Neal then proceeded to instruct how to trap alligators: Bait a giant hook with beef melt (the cow’s spleen) that has been sitting in the sun to make the foul smell more powerful and therefore more enticing to the gator, attach the hook to a rope that’s clipped to a cypress tree branch with a clothespin, watch the gator jump out of the water and swallow the hook, and wrestle the gator into position to “shoot it between the eyes with a .22. It’s not rocket science.”

Gonzales, as is Hahnville, is located in the River Parish area, a stretch of towns along both banks of the Mississippi River from Baton Rouge to New Orleans. (In Louisiana, counties are called parishes).

“The high school football scene is pretty intense along that river, a lot of rivalries on either side of the river,” Neal said.

He is retired after working 35 years for CF Industries at an industrial plant.

“Largest fertilizer manufacturer in the Western hemisphere," Neal said with pride. "The fertilizer that the farmers up there in Kansas are using, that’s where it’s manufactured.”

Kansas associate head coach Tony Hull is trying to make the Louisiana-to-Kansas path a common one for more than just fertilizer.

Hull is from New Orleans and nobody has to tell him that high school football means a great deal to an awful lot of people in Louisiana.

“River Parish football fans are nuts,” Neal said. “When they have a booster club meeting, it’s really well attended and everybody brings something to eat. They’ll have a half and half, not just at the game, but at booster club meetings, too. Big pots. It’s quite a scene. They’ll get coaches from the colleges to come in and talk.”

Happily, no doubt, because it’s such fertile recruiting soil.

“I’ve seen a lot of great ones through the years,” Neal said. “I can’t emphasize to you enough how many great athletes come out of Louisiana. Pooka’s the best I’ve seen. Pooka’s the best a lot of people around here have seen.”

Neal felt the need to almost apologize for his enthusiasm when talking about his favorite football player.

“I can go on and on about Pooka, simply because I’ve never seen anyone quite like that,” Neal said. “Super confident, super tough, super competitive, and then, couple that with being blessed with impeccable vision.
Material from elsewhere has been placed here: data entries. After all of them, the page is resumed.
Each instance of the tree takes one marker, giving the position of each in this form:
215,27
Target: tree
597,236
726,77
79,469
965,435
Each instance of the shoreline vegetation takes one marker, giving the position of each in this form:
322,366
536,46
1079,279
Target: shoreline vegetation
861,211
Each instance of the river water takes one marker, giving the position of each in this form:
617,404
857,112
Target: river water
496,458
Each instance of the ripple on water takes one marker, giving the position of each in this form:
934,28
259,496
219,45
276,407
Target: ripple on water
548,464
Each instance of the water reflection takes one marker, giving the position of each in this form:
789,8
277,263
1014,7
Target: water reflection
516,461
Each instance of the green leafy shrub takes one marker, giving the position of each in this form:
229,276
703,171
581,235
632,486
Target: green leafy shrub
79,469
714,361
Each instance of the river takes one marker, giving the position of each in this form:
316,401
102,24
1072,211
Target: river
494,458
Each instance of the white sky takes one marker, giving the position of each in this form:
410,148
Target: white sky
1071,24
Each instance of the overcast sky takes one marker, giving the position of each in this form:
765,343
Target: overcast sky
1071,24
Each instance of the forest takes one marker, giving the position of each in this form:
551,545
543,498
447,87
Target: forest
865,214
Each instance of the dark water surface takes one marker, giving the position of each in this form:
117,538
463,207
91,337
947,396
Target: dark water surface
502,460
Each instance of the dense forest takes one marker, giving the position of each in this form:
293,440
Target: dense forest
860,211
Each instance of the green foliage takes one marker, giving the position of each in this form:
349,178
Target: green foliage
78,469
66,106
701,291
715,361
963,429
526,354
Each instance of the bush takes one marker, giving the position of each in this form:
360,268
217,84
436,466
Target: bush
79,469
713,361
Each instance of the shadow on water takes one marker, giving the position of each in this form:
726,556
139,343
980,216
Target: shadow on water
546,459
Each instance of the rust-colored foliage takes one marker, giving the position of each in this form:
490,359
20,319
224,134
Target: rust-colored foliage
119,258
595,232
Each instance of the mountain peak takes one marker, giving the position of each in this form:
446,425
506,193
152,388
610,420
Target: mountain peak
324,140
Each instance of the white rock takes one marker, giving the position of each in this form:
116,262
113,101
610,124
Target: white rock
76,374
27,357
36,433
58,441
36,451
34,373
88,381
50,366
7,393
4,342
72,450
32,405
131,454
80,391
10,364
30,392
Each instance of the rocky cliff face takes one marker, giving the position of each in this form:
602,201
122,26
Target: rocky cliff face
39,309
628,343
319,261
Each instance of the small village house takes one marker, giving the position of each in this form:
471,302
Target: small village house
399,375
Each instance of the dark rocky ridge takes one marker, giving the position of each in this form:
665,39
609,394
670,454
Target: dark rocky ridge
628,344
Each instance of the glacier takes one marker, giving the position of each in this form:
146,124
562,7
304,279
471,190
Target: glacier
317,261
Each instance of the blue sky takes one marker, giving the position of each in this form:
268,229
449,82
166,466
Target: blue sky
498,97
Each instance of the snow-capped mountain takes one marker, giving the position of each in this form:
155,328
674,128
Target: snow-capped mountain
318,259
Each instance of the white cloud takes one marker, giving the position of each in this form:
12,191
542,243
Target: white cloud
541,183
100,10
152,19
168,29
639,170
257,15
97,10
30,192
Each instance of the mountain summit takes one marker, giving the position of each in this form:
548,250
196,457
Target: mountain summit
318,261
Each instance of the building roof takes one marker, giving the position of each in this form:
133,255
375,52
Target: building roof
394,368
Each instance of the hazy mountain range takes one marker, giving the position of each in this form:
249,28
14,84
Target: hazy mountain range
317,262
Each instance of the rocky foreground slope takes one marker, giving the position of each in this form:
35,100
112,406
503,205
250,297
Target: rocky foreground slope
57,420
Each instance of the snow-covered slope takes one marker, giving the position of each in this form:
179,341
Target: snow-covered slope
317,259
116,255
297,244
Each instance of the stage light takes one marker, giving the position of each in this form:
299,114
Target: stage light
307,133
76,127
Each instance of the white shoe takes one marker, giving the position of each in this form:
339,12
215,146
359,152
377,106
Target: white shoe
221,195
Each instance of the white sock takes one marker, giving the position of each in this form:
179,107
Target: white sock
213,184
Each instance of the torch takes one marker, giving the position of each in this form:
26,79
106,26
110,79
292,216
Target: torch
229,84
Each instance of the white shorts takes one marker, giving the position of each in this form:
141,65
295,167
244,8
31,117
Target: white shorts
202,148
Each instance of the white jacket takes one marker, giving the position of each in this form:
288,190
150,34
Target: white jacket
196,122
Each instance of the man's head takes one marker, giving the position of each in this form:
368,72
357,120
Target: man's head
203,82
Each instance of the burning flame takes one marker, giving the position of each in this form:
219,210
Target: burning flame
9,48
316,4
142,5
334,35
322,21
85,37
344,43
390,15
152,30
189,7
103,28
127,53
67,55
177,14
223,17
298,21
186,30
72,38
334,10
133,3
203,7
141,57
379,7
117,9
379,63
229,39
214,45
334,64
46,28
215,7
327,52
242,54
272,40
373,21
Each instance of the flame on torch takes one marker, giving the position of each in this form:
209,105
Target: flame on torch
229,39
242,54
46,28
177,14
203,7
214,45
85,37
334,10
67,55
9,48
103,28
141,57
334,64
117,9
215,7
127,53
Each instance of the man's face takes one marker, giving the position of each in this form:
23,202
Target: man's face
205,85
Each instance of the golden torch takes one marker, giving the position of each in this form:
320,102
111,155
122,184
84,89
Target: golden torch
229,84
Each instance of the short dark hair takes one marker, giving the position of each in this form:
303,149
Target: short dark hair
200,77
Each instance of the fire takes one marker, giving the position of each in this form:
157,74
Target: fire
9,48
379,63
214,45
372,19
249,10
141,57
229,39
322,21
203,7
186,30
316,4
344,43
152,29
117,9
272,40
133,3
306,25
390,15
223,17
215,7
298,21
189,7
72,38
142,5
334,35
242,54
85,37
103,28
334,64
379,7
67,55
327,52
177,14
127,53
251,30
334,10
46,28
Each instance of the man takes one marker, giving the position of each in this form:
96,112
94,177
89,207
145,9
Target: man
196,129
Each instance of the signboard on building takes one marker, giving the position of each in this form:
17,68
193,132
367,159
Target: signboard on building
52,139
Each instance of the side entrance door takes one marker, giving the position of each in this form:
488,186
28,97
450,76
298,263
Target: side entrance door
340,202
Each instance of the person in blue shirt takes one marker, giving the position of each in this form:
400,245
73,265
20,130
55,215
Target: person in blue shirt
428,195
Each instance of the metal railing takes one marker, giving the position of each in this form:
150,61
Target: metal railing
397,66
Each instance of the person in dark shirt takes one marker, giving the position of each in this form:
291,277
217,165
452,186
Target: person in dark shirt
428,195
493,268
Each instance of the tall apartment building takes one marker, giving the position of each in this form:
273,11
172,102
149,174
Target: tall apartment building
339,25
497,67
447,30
It’s almost like he knows what the defense is going to do before they do it. He makes these little cuts and accelerates like a funny car and he’s gone. Gone! We couldn’t believe what we were seeing and he was doing it against top-notch schools with a bunch of Division I recruits.”

Once Neal started talking about Pooka, he couldn’t stop. He talked about big play after big play in big spots in last year's playoffs, which ended with Hahnville losing in the 5A (highest division) title game.

“He’s small, but he’s like an all-muscle superhuman,” Neal said. “When I saw those two runs for Kansas, I was like, man, this looks just like he looked in high school. And he’s a great receiver too. Wait until they get him out in space. You can’t tackle what you can’t touch.”

And you can’t join in the conversation Monday in the office about what it felt like in the stadium watching Pooka run against Rutgers unless you’re there to watch it. Neal used to routinely make the 45-minute drive to see him and said he never regretted it.

“Enjoy the ride, man, you ain’t seen nothin’ yet,” Neal said.